Registered voters total down by 11% in NI
The North's political parties will be given access today to the latest electoral register, compiled under new anti-fraud rules, which shows a drop in voter registration of some 130,000, or 11 per cent. The drop is almost 20 per cent in west Belfast. It is the first register to be compiled under the new strict Electoral Fraud (Northern Ireland) Act, 2002, which came into force last May and was published just after midnight.
The new Act seeks to reduce voter fraud by insisting on stronger voter identification at registration and at polling stations. The old system whereby the head of household completed registration on behalf of all over the age of 18 at a particular address is replaced by a system which requires individual applications supported by date of birth, national insurance number and a signature.
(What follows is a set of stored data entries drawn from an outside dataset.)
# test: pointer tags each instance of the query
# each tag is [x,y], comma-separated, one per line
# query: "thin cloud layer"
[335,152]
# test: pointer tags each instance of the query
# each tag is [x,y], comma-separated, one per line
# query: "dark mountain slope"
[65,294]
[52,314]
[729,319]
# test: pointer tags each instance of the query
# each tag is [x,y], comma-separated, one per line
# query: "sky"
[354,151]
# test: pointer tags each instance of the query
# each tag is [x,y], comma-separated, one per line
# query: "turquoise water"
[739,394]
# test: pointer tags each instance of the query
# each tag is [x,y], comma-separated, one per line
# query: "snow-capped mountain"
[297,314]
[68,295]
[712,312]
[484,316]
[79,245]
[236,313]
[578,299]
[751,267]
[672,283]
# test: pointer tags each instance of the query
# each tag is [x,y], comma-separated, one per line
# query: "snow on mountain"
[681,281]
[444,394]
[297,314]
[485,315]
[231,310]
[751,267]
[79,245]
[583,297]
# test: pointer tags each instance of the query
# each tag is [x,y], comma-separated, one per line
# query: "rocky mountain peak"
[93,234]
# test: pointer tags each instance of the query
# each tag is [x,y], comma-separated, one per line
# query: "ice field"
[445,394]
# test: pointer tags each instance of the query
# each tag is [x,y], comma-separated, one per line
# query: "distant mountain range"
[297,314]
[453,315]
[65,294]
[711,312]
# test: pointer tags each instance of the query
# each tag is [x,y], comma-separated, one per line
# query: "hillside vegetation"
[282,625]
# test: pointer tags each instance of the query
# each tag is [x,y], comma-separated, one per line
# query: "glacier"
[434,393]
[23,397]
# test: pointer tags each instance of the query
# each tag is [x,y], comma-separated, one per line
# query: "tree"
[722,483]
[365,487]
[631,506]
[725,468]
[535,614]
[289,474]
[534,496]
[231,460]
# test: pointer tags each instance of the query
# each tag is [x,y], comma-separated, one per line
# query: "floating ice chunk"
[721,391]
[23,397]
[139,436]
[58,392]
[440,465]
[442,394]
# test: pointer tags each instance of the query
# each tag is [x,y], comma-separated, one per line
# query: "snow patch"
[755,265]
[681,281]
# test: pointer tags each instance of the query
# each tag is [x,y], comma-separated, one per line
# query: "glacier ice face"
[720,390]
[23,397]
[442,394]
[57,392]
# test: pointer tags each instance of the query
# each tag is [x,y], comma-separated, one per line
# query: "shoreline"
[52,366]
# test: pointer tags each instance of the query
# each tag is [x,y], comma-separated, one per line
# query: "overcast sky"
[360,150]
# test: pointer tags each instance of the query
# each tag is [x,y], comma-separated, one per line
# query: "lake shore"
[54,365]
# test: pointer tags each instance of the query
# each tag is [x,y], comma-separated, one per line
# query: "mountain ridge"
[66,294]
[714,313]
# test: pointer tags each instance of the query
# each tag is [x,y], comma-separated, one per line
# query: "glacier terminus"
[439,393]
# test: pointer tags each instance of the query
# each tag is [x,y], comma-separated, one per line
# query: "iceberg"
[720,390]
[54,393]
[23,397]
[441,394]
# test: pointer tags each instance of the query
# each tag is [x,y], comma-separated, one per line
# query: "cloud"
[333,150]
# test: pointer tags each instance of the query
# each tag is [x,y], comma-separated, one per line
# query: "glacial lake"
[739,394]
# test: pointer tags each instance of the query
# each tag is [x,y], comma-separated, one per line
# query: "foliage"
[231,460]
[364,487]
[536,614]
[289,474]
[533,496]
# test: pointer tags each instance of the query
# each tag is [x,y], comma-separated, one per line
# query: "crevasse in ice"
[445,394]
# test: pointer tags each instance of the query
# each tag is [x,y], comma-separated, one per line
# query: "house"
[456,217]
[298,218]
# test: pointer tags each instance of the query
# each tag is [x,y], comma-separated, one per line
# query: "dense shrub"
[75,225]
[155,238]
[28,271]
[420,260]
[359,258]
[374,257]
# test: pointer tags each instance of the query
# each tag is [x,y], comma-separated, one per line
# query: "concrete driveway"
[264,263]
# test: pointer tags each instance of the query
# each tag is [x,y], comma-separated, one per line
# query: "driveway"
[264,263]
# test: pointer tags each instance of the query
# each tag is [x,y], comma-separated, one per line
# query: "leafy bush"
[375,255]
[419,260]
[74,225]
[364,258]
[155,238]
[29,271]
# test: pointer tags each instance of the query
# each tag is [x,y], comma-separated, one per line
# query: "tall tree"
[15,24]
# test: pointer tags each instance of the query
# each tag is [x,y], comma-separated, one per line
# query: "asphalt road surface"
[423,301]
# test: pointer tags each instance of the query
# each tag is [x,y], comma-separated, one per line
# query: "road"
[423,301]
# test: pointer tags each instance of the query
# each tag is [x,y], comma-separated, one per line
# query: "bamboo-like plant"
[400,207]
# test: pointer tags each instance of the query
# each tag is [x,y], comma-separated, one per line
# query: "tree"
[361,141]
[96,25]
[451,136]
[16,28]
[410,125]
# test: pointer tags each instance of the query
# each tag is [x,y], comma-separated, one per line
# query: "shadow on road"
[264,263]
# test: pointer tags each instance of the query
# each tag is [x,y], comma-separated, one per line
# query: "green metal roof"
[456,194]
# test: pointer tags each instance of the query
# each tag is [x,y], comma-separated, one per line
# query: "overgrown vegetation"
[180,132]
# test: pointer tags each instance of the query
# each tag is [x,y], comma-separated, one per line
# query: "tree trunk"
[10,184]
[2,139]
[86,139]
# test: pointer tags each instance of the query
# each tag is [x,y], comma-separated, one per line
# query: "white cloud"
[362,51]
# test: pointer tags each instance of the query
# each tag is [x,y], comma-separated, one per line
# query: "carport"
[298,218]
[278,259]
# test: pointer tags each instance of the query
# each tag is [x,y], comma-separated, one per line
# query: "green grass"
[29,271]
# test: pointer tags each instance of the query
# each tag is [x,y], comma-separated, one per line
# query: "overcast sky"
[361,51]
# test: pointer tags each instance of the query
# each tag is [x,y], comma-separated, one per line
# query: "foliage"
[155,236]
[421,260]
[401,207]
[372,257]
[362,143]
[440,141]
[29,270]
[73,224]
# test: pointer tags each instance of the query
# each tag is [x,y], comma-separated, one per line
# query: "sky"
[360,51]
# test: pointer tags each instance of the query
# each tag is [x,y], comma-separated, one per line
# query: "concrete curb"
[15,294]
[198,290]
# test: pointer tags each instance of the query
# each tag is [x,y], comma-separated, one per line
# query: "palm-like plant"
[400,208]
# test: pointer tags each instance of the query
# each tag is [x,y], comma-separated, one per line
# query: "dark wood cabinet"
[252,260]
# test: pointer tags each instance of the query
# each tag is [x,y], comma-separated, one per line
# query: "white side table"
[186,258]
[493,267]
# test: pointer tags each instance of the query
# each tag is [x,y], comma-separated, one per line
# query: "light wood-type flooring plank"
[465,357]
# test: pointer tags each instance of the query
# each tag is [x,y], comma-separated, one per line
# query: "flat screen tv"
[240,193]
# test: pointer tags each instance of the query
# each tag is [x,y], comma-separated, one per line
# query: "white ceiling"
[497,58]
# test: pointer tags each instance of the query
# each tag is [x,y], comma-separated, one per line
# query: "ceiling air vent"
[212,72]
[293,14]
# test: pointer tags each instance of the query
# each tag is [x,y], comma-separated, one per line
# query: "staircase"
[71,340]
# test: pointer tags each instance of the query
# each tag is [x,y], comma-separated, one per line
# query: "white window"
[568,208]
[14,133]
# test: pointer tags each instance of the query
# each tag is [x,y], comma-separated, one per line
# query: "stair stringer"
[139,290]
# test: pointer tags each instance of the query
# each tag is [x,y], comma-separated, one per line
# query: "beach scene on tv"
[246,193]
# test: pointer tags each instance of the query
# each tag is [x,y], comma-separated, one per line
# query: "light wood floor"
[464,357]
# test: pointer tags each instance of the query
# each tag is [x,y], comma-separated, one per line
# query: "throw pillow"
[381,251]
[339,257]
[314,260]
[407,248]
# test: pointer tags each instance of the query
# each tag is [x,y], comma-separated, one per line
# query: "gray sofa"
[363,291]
Photo-ID will also be required at polling stations when a ballot paper is requested.
Voter registration is ongoing, but the new register shows a marked decline in numbers from the last elections for Westminster and local councils on June 7th, 2001.
The loss of nearly a fifth of Mr Gerry Adams's constituents is unlikely to affect the outcome of a Westminster election were one to be held soon. The Sinn Féin president took a 66 per cent share of the vote last year, well ahead of the SDLP's Mr Alex Attwood who garnered 18 per cent.
Constituencies which show the smallest decrease in registration are west of the Bann. All four Belfast Westminster constituencies show significant drops. Belfast East is down nearly 8,000 to 50,914, Belfast North is down some 11,000 to just 49,899 and Belfast South is down to 49,303 from 59,436 last time.
This could add to current pressures for a redrawing of the North's electoral boundary map. As things stand, Belfast is over-represented relative to constituencies outside the city. One argument proposes reducing the number of Westminster seats in Belfast to three - which is opposed by politicians. The counter-argument calls for expansion of the Belfast constituencies to include the suburbs and nearby dormitory towns, thus easing pressure on the rural constituencies around Belfast.